Centre d'Explorations de Réanimation et d'Intervention Cardiaque, Clinique Ambroise Paré, Neuilly-sur-Seine, France; Service de Cardiologie, CHU Caen Normandie, Caen, France.
JACC Clin Electrophysiol. 2022 Jan;8(1):41-48. doi: 10.1016/j.jacep.2021.06.019. Epub 2021 Aug 25.
The aim of this study was to assess the persistence of left atrial (LA) lesions created by ethanol infusion in the vein of Marshall (EIVM) by electroanatomical mapping on repeat catheter ablation for recurrent atrial tachyarrhythmia.
Little is known about the durability of LA lesions created by EIVM.

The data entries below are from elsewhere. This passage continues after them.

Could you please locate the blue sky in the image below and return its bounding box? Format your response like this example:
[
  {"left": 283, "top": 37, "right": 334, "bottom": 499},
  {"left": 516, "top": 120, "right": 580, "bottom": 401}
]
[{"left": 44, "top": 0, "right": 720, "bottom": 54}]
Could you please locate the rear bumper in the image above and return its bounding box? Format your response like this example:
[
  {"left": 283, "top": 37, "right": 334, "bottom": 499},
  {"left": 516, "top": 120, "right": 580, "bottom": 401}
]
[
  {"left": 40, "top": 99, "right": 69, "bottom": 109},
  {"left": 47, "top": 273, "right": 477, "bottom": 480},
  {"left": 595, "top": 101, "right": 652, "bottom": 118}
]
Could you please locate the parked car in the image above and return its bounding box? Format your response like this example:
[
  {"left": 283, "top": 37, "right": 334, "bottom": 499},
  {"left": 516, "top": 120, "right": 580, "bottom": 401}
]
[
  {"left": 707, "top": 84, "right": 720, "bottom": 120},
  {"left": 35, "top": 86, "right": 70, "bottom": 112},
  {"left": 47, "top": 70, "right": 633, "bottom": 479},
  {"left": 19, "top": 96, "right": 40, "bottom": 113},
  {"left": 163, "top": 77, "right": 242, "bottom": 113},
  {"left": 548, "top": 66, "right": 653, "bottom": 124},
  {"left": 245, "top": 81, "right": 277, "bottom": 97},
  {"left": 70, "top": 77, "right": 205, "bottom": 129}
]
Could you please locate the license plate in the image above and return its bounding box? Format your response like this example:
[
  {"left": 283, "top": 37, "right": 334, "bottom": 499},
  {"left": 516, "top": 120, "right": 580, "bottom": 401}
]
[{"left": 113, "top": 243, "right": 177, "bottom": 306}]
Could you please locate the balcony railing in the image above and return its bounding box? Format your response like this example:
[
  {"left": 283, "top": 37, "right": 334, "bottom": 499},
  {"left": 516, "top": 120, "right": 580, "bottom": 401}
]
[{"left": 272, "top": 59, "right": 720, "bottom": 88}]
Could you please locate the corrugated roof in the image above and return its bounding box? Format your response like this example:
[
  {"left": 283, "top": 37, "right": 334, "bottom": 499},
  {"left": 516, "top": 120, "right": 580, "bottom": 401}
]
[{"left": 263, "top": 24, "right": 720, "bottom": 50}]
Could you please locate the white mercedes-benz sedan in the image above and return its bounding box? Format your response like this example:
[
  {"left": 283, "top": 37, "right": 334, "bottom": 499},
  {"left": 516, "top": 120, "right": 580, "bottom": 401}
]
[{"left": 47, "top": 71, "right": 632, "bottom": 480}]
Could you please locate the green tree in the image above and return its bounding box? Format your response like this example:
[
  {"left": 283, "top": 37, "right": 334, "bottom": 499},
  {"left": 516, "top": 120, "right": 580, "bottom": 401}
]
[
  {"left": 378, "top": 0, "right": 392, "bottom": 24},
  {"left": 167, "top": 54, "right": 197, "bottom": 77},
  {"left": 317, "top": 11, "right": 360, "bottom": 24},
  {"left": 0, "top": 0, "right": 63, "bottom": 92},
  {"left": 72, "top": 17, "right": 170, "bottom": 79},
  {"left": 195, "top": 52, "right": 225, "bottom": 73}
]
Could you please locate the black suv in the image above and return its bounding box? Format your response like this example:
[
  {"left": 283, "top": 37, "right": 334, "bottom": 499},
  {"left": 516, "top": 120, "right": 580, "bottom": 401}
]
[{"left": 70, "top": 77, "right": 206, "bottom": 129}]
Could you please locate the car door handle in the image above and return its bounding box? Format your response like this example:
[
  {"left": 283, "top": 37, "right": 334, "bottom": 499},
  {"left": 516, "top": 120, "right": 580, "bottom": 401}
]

The study included consecutive patients who underwent EIVM for persistent atrial fibrillation or perimitral LA flutter (index procedure) and repeat catheter ablation for recurrent atrial tachyarrhythmia or atrial fibrillation at a single center between January 2019 and April 2020. The acute effect of EIVM was assessed at the index procedure by comparing the area of bipolar voltage <0.05 mV in the vein of Marshall (VOM) region before and immediately after EIVM. The long-term effect of EIVM was assessed by comparing this area in the VOM region between the redo procedure and the index procedure.
Twenty-four consecutive patients (mean age 68.6 ± 6.1 years, 58% men) underwent redo procedures after previous EIVM for persistent atrial fibrillation (n = 21 [88%]) or perimitral LA flutter (n = 5 [21%]). In each patient, the EIVM-related lesion persisted, with a chronic scar in the VOM region (median 13.1 cm [interquartile range: 8.1-15.9 cm] vs 12.4 cm [interquartile range: 7.6-15.7 cm] acutely, respectively). One quarter of patients (9 of 20) had late mitral isthmus reconnection, which was located at the mitral annular edge or in the coronary sinus.
Atrial lesions created by EIVM are durable, which reinforces the efficacy profile of EIVM. Reconduction sites in the mitral isthmus are located at the edge of the scar and in the coronary sinus.
本研究旨在通过重复导管消融治疗复发性房性心律失常时的电解剖标测评估Marshall 静脉(EIVM)内乙醇输注造成的左心房(LA)损伤的持久性。
对于 EIVM 造成的 LA 损伤的持久性知之甚少。
这项研究纳入了 2019 年 1 月至 2020 年 4 月期间在一家中心因持续性心房颤动或周缘 LA 扑动(索引手术)接受 EIVM 治疗,并因复发性房性心动过速或心房颤动而再次接受导管消融治疗的连续患者。通过比较 EIVM 前后Marshall 静脉(VOM)区域的双极电压<0.05 mV 面积,评估 EIVM 的即刻效果。通过比较 redo 手术与索引手术之间 VOM 区域的该区域来评估 EIVM 的长期效果。
24 例连续患者(平均年龄 68.6±6.1 岁,58%为男性)在先前接受 EIVM 治疗持续性心房颤动(n=21 [88%])或周缘 LA 扑动(n=5 [21%])后接受了 redo 手术。在每个患者中,EIVM 相关损伤均持续存在,VOM 区域存在慢性瘢痕(中位数 13.1cm[四分位距:8.1-15.9cm]与急性时相比分别为 12.4cm[四分位距:7.6-15.7cm])。四分之一的患者(20 例中有 9 例)出现迟发性二尖瓣峡部再连接,其位于二尖瓣环边缘或冠状窦内。
EIVM 引起的心房损伤是持久的,这强化了 EIVM 的疗效。二尖瓣峡部的再传导部位位于瘢痕边缘和冠状窦内。